T. Rose Seitz-Lavoie, English Major, Sports Studies Minor, Bishop’s University

This course was marketed as an intense course that would cover six plays in a week including a musical, told to be the ‘Shakesperience of a lifetime’. It accomplished exactly that. We started off in a classroom, students from Bishop’s, Acadia, and students at different points in their lives. We spent that day excitedly learning from Dr. Riddell, soaking up as much information as we possibly could.

During the bus trips, to and from the festival, students spent their time comparing their views on plays and characters. It was an eye-opening experience to think of some of these classic characters in ways that some of us had never thought of.

We were all extremely excited for our one musical, Guys and Dolls. We walked out of the theatre and broke out in dance in the hallway! On the way home and for the rest of the week nobody had anything but praise for this production.

Having the opportunity to read three of the six plays ahead of time was most definitely useful, because we used the different lenses that we acquired through discussion to the plays. After each performance one of the most common questions we had asked ourselves was, what did you think?

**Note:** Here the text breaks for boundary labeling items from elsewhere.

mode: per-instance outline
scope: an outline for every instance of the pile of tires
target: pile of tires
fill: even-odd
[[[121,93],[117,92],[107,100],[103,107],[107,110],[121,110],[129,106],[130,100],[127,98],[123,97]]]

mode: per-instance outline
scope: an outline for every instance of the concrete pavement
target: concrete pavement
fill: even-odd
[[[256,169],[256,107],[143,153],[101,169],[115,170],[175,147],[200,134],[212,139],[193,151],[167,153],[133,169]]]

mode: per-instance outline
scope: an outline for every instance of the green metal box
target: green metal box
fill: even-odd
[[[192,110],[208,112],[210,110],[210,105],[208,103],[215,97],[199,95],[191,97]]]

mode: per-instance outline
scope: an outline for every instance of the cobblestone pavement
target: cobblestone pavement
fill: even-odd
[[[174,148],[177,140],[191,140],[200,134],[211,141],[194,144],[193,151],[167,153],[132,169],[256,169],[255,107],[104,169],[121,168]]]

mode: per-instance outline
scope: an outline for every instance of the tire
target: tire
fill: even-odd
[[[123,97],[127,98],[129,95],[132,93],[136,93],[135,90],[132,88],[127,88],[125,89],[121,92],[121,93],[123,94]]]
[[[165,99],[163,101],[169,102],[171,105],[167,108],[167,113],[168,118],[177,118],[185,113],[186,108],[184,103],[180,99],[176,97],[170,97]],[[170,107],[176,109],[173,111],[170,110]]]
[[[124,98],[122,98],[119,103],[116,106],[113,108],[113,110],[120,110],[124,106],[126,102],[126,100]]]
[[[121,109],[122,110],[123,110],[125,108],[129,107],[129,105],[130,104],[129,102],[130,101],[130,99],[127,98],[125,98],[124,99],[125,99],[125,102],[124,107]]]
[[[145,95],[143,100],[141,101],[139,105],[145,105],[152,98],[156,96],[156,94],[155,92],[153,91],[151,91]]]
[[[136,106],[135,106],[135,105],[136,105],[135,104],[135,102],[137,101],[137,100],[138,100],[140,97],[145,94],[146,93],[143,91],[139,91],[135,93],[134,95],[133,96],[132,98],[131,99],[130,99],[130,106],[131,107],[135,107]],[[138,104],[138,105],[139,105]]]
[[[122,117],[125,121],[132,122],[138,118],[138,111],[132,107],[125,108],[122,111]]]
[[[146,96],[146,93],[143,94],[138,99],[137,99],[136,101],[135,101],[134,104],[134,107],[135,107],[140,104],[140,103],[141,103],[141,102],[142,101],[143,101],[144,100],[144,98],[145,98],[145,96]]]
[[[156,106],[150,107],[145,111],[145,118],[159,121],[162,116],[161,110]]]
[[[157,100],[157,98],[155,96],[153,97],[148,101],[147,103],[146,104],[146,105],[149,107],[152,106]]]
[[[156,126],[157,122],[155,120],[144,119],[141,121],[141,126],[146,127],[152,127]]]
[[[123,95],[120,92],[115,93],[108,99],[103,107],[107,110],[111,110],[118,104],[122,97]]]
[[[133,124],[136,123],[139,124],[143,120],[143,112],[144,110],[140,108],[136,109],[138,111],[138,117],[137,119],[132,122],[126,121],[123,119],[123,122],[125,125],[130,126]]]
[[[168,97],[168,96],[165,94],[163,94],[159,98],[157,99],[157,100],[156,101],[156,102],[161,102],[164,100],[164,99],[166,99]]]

A question not so easily answered. For myself, I took into account my own lenses, my own biases, and how I had read the play and taking a liking, or not, to certain characters. From there, I thought of how the play performed the story as an adaption of the original play versus how it could stand alone if you had not read the play or known about it before hand.

This course definitely helped broaden my perspectives on English Literature, through the opinions and arguments of my fellow peers, and through the workshops and the hands-on experience we were incredibly lucky to have.

Having already been to the festival with my high school, this was a heightened experience for me. My high school had only focused on a single play, no workshops, and no post-show chats with the actors. Through this course, I had the opportunity to see the play from every angle, the reading, the viewing of the play, seeing backstage, seeing the different costumes and how much time the actors put into choreographed scenes.

This course needs to be at Bishop’s. This course is the epitome of the liberal arts model that our school, and the others in the Maple League, stand for. We had students from business, who looked at Timon of Athens from a Marxist view, had literature students who claimed to majorly dislike Shakespeare, who ended up enjoying the Shakespearian plays more than the others. We had students who were willing to fly out to our little university just to take part in this course.

We could use this opportunity to market ourselves and our liberal arts model to high school students, as well as those coming out of CEGEP. Having this experiential learning opportunity helps our students #bleedpurple and helps grow our social media reach. With the testimony from these students, we could prove that students who take this course actually learn something in comparison from the traditional classroom.

If this is not enough proof that we need this course here at Bishop’s University annually, I do not know what is.